Amen to that.
Two generations of my family damn near lost their lives in 1918 and 1945 fighting for those nit wits.
I remember my father telling me how angry and bitter my grandfather was when France fell in 1940.
My grandfather spilled his guts all over the Meuse-Argonne and when the Frenchies gave up my dad said my grandfather was pissed off.
My great-uncle was killed in WWI, two months before the Armistice in France while serving in the Canadian Expeditionary Forces. He's buried in a British Military Cemetery in Wimille, France.
After the Treaty of Versailles, I personally feel that Europe dropped the ball and failed to make Germany comply with the Treaty. All Germany did was whine about how harsh the Treaty was, but they signed that Treaty.
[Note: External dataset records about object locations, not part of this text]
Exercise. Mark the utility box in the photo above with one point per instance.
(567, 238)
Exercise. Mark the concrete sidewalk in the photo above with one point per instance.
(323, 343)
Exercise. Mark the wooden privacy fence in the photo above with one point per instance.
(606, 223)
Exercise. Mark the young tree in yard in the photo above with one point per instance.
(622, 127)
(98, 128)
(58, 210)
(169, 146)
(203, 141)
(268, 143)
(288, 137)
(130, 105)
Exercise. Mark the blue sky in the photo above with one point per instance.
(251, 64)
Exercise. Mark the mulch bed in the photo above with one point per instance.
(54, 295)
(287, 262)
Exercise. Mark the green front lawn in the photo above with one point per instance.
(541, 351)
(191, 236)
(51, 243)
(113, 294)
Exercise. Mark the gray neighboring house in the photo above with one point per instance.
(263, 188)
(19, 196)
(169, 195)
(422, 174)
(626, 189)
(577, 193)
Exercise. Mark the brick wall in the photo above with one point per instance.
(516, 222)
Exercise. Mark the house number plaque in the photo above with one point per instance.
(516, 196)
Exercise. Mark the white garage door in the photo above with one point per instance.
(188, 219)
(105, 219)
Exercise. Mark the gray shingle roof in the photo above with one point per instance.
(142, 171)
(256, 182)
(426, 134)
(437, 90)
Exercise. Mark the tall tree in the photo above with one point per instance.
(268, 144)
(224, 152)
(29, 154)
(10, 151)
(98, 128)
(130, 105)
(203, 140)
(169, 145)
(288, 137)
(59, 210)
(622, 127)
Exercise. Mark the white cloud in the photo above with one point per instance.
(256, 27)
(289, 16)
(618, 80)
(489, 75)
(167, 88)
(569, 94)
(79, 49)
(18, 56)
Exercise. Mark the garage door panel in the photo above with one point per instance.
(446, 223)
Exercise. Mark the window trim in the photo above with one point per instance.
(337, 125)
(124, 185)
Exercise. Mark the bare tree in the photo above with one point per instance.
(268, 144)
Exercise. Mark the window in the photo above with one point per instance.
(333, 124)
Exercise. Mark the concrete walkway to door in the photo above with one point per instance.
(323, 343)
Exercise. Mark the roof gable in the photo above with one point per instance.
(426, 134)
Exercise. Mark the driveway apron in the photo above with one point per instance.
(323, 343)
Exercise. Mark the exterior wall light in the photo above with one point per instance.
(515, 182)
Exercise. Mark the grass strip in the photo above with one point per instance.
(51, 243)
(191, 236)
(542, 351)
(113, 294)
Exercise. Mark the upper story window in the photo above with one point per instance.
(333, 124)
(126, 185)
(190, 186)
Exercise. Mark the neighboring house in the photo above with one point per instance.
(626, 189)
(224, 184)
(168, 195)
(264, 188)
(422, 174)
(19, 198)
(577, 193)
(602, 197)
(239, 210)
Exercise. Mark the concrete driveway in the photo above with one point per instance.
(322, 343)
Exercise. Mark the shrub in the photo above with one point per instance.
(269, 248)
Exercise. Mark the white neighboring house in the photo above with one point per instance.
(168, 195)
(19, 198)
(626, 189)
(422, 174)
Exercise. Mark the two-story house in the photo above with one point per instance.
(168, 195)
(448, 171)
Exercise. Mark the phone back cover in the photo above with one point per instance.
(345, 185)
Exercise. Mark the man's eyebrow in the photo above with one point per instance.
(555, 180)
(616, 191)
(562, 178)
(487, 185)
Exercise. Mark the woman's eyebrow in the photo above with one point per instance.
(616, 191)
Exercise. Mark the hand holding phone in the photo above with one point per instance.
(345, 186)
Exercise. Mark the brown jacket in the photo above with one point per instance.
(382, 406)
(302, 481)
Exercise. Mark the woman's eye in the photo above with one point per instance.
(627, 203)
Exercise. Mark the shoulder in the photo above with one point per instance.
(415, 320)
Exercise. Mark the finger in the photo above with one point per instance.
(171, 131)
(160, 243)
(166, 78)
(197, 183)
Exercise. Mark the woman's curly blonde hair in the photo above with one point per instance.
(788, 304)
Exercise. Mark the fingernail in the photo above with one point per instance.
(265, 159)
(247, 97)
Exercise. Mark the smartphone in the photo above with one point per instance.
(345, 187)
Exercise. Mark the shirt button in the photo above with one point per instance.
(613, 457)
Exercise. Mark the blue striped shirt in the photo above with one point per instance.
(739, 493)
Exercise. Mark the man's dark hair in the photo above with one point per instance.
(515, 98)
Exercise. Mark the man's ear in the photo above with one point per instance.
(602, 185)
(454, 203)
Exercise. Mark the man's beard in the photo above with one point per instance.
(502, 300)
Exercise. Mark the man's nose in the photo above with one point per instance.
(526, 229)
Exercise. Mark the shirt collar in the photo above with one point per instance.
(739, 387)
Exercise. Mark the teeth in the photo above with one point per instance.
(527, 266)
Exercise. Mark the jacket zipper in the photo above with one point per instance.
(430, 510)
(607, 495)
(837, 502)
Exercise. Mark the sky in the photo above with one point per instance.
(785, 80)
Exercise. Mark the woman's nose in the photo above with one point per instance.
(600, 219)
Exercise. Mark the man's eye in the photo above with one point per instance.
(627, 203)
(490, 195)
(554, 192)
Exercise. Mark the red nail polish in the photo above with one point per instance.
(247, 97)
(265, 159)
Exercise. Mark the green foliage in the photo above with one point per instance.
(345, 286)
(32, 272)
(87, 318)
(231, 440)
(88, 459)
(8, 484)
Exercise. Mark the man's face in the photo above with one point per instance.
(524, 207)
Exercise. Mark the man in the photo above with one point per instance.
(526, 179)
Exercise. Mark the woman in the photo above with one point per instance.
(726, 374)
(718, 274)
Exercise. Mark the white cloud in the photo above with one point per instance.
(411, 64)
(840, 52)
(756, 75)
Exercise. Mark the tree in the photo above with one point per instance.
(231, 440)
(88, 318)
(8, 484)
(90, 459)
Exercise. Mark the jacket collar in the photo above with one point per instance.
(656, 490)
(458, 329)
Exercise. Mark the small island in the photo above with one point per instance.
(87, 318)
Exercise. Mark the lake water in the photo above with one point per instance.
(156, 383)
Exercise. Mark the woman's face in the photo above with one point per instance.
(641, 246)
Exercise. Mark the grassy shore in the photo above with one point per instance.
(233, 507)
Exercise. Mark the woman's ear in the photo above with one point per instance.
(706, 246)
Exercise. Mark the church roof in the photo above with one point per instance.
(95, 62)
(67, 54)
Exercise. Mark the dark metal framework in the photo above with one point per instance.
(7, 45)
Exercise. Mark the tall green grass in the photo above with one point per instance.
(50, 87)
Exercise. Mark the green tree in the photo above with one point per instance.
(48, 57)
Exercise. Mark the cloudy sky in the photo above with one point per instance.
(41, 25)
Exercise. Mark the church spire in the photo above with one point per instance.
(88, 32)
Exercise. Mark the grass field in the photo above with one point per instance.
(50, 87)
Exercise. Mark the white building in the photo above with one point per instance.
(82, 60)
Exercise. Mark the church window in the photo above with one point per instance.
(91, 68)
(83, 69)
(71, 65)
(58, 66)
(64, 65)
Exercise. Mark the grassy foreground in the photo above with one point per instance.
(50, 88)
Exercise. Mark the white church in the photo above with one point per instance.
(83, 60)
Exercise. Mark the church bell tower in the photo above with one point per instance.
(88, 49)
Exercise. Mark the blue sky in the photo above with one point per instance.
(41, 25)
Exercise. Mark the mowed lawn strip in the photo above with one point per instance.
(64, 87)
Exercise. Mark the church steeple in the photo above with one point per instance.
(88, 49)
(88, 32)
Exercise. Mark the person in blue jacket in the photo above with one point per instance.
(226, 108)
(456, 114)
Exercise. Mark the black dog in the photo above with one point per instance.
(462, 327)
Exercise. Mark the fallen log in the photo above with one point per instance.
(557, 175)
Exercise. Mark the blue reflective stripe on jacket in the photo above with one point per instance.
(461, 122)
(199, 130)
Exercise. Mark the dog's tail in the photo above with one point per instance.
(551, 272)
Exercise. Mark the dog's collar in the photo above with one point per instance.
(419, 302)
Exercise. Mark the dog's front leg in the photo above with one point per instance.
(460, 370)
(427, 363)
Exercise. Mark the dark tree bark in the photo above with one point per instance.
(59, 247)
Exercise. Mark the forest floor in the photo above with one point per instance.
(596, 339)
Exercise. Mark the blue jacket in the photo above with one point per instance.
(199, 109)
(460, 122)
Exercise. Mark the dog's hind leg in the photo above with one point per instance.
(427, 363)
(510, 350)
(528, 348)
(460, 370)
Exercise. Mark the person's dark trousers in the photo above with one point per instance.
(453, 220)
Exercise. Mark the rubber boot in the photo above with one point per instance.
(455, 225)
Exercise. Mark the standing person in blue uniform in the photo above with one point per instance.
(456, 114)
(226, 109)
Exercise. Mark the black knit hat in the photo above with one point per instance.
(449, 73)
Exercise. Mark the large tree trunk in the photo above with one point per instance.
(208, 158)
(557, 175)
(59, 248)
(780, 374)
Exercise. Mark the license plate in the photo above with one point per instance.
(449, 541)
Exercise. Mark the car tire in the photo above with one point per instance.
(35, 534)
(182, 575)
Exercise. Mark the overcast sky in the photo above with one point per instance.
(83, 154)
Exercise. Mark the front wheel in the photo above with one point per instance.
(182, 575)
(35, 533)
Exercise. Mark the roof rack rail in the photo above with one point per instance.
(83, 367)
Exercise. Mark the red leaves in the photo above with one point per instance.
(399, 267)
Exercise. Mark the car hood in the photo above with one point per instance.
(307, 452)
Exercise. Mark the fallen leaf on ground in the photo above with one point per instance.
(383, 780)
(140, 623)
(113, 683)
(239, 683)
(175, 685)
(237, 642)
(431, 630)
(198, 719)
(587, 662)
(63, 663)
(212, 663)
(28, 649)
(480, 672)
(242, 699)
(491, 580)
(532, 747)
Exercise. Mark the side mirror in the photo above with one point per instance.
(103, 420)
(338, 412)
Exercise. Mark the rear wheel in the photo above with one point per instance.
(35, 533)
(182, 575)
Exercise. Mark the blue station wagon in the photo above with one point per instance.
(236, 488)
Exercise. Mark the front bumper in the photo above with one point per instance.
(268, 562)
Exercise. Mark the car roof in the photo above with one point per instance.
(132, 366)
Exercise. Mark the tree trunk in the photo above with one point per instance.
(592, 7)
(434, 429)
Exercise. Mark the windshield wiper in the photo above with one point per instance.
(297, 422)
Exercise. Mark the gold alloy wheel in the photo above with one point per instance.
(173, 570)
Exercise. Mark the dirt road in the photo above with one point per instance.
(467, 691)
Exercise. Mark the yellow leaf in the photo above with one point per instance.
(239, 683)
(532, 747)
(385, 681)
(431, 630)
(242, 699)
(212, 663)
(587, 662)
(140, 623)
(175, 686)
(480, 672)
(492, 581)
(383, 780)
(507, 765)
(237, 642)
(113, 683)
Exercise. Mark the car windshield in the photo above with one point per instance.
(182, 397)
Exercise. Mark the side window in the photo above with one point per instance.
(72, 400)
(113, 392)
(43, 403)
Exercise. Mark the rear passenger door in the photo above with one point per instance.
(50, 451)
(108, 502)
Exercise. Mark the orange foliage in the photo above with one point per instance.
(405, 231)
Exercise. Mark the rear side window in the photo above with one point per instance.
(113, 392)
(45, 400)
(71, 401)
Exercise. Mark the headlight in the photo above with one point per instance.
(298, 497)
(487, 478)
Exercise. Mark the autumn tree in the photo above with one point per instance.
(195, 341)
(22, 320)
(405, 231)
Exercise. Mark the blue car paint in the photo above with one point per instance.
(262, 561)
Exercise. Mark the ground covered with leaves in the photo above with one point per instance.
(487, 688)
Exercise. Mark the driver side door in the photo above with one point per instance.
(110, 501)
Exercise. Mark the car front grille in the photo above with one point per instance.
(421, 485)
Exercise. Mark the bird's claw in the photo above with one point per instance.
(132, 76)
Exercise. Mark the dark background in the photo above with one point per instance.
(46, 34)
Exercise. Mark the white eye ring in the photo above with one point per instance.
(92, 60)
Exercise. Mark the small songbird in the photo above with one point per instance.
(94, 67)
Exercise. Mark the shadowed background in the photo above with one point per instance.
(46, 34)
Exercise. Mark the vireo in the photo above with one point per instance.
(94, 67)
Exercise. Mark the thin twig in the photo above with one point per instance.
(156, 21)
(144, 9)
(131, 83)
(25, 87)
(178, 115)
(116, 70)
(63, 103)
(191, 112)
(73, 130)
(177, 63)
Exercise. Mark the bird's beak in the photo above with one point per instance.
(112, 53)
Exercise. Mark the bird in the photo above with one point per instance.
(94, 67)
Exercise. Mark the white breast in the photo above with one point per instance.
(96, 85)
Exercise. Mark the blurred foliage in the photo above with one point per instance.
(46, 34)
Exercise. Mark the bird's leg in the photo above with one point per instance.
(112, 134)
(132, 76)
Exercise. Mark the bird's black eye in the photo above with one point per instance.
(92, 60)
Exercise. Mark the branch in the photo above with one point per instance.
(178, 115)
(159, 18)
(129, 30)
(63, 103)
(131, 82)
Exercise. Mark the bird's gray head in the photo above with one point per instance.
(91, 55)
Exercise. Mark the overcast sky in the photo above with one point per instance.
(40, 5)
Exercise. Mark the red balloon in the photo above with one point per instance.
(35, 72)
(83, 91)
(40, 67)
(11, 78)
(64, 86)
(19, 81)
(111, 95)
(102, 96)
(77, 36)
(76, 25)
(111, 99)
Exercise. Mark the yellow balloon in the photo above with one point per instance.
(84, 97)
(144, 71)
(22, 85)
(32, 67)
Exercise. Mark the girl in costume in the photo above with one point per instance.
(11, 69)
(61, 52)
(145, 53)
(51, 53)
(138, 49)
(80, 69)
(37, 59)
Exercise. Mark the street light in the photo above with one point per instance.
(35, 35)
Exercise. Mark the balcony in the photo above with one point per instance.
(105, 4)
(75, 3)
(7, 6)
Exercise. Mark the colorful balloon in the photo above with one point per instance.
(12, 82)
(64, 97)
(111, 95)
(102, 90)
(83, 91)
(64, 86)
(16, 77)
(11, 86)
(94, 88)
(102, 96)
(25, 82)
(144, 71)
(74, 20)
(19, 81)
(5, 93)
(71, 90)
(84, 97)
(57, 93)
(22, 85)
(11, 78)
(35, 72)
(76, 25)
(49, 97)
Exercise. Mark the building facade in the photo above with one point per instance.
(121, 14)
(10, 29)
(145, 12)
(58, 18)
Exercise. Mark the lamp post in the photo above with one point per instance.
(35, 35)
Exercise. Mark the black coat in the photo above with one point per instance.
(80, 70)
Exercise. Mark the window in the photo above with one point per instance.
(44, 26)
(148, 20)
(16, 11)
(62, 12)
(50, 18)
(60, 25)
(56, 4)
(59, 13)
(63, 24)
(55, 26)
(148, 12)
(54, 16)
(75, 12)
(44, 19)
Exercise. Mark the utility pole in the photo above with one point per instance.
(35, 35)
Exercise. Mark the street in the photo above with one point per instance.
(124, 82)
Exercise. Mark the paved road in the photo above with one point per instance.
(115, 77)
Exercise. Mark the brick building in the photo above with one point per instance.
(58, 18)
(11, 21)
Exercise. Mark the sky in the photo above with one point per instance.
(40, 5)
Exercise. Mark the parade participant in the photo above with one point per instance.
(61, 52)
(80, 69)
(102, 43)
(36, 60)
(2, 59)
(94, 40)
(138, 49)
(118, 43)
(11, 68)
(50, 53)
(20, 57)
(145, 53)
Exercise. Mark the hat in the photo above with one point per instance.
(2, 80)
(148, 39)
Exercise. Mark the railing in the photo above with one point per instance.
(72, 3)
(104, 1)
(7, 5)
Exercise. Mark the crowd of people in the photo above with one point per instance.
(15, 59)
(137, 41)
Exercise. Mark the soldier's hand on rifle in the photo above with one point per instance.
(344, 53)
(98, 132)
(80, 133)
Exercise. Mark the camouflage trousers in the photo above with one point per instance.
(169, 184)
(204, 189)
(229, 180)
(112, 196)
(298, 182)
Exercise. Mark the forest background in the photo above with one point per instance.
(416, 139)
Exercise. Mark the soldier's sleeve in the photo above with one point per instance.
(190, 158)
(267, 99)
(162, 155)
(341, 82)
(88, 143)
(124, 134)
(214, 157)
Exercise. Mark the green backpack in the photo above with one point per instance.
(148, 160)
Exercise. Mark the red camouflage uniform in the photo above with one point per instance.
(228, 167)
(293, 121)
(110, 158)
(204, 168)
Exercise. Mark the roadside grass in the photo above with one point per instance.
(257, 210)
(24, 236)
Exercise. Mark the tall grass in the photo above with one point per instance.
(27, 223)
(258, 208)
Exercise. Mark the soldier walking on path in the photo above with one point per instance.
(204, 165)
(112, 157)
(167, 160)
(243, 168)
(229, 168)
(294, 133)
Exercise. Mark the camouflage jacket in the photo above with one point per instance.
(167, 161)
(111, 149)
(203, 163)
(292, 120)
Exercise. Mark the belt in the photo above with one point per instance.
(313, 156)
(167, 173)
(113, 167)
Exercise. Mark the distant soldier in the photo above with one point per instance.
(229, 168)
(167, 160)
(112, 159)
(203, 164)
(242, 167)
The bottom line is, don't start wars unless you make damn sure you win them, and don't cry about your punishment after you lose the war you started.
Germany's major arms manufacturer since the early 1800's has been Krupp Industries. Even after being banned by the Treaty of Versailles, they never stopped producing war machinery...but no one in Europe held their feet to the fire. I think they were more interested in the fines that Germany was paying than if Germany was following the post WWI rules. After WWII, at Nuremberg, the head of Krupp at that time, Alfried Krupp von Bohlen und Halbach testified that Krupp had never stopped producing weaponry after WWI, despite being banned from doing so. His father Gustav had been spared from being charged at Nuremberg because he had managed to become senile sometime in 1943. Alfried Krupp was charged with profiting from the war, and using slave labor. He was convicted and sentenced to serve 12 years in prison. He never accepted any guilt. He was also ordered to forfeit a large majority of his holdings in the company. As usual, Nazis like Krupp was released after only 3 years, and the forfeiture of his property was reversed. He died in 1967.